中国とどう向きあうか ―― 護憲勢力の落し穴

――八ヶ岳山麓から(250)――

日本はこのままでは改憲に進む。
世論調査のたび、安倍政権のもとでの改憲に反対というひとは多数を占めるが、護憲世論は決して安定した多数ではない。先の総選挙では集団的自衛権に反対する衆議院議員は5分の1になったし、名護市長選では負けるし……。
改憲の焦点は、対外戦争を予定した自衛隊を憲法に明記するか否かだから、東アジアに緊張状態があるかないかで世論の動向はガラリと変わる。緊張の焦点は金正恩氏とトランプ氏だが、これは誰もがわかっていることだから、ひとまずおいておく。
以下中国の東アジアにおける軍事的プレゼンスについて、既述の内容も含めて私の見方を述べる。

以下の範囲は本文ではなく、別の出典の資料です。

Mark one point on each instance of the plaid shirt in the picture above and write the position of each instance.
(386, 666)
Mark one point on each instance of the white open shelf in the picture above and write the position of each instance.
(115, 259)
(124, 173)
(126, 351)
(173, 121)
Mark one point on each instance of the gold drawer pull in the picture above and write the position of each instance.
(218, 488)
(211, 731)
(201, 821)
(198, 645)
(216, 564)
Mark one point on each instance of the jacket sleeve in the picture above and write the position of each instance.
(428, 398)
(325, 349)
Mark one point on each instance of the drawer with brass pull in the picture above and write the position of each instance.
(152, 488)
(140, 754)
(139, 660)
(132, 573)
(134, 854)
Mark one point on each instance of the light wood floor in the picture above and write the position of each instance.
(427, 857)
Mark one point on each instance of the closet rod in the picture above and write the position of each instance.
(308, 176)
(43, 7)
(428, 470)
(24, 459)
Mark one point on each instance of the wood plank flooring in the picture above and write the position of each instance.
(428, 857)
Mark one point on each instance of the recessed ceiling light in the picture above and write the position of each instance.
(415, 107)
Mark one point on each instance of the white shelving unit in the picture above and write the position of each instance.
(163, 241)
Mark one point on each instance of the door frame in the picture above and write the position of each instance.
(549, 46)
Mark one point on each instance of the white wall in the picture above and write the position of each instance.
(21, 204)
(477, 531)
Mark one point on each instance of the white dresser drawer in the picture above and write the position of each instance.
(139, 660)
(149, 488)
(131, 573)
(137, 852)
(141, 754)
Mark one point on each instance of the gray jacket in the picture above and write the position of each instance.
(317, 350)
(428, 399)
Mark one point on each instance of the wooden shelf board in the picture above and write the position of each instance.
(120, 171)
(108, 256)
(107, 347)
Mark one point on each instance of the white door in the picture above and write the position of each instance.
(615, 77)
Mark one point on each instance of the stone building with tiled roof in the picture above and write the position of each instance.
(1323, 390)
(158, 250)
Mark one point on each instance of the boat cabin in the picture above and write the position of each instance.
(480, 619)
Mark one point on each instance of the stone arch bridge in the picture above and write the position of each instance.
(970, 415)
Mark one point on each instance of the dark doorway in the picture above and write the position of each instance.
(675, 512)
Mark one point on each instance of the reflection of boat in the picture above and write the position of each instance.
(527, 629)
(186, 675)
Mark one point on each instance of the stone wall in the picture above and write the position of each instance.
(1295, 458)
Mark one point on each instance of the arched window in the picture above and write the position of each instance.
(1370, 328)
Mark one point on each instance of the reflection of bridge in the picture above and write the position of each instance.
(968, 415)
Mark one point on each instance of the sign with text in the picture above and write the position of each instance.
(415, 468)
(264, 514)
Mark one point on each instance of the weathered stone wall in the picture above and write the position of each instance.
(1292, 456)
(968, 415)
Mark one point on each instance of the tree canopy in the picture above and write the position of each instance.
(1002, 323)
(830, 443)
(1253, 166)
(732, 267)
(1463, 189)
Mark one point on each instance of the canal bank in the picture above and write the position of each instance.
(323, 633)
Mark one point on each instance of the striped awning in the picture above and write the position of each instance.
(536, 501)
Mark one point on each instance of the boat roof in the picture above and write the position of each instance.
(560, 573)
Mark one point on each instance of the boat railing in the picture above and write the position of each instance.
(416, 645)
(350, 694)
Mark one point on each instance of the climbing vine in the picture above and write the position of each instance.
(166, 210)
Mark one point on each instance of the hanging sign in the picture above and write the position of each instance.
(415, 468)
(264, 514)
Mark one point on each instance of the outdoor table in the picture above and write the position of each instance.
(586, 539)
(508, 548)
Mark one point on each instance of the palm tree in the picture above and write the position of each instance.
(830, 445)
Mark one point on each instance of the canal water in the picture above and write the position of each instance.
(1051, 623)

中国はかつて新安保法制が審議されているさなか、尖閣で軍事挑発を続けた。これが安倍政権への熱い支援になったことは間違いない。北朝鮮の核・ミサイル問題があるから、今日明日だというのではないが、今後改憲論争のさなかに尖閣で大きな軍事行動に出る可能性は否定できない。
1月には中国潜水艦が尖閣諸島の接続水域を潜没航行するという事件があった。これへの日本政府の抗議には、中国の領海を中国の潜水艦が航行して何が悪いかと返答した(この航行は、習政権の日本接近が中国側の弱腰と受止められぬようにとの、習近平主席じきじきの指示だったという観測がある)。
ところが同じ1月23日環球時報は、日中両国が良きパートナーになるためには尖閣諸島での軍事的緊張を回避すべしとの社説を掲げた。言行不一致などまったく気にしないのである。
環球時報社説はつづけて、「今日、中国のGDPはすでに日本の3倍近くになり、両国間の実力比は歴史的に逆転した。日本は中国の台頭を真剣に受け入れるべきであり、中国は19世紀以来、長らく日本に圧迫され侮辱されてきた民族感情を調整する必要がある」という。日本は二流国家に転落した現実を認識して、中国に逆らうな、ということである。
これが中国がいう「中華民族の復興」である。これでは日本護憲派の「核心的利益」など歯牙にもかけないことは確実だ。

尖閣とともに懸念されるのは、台湾海峡である。
いま習近平氏の地位は、人民日報などが「全人類の指導者」と書くまでに高められたが、習氏が切望する毛沢東や鄧小平に比肩するまでには、到底至っていない。中国はすでに南シナ海での軍事的進出を既成事実にし、香港からは自治の実体をほとんど奪い取り、軍備拡大と経済成長によって東アジアではアメリカと並ぶ覇権国家になった(と考えている)。
そこで習氏に残された歴史的事業は、先輩指導者がやれなかった台湾統一である。ところが台湾人の大半は現状維持を望んでおり、中国共産党支配下に置かれるのを拒んでいる。いきおい習政権は強硬手段に傾斜せざるをえない。
かつて台湾総統選挙のとき、江沢民政権は親中国派を応援するつもりで、台湾基隆沖にミサイルを撃ち込んだことがある。選挙の結果は裏目に出て、台湾人の反感を呼び李登輝政権誕生となった。
だが今日、中国軍の戦力は当時より格段に鋭利で大規模なものとなっている。これが国際会議で上級将校に「アメリカはアジアの問題に口を出すな」と言わしめるほどの自信を持たせた。
彼らは「台湾海峡では、2020年前後に一戦を免れない。解放軍は開戦後100時間足らずで台湾の武力統一に成功する」とか、「台湾海峡で開戦したら中国軍は、台湾・日本方面を担当する東部戦区を動員するだけでよい。これに各種の特殊部隊を加えれば、日本軍を合わせても完全に制圧することが可能だ」と、日本も勘定に入れた発言をしている(「八ヶ岳山麓から」NO207)。
1月5日中国空母「遼寧」は、台湾海峡を通過し南シナ海に向かった。春節帰郷期をひかえて、中台間の民間航空機の台湾海峡での航空路で悶着を起している。台湾沿海空域での爆撃機や電子戦機を含む軍用機の周回は年中行事だ。
独立志向の強い民進党蔡英文政権を揺さぶっているのだ。
中国が台湾沿海へミサイルを撃ち込むとか、海上封鎖といった挙に出たとき、各国が抗議したとしても、台湾は中国にとっての「核心的利益」、統一は国内問題だとして相手にはしない。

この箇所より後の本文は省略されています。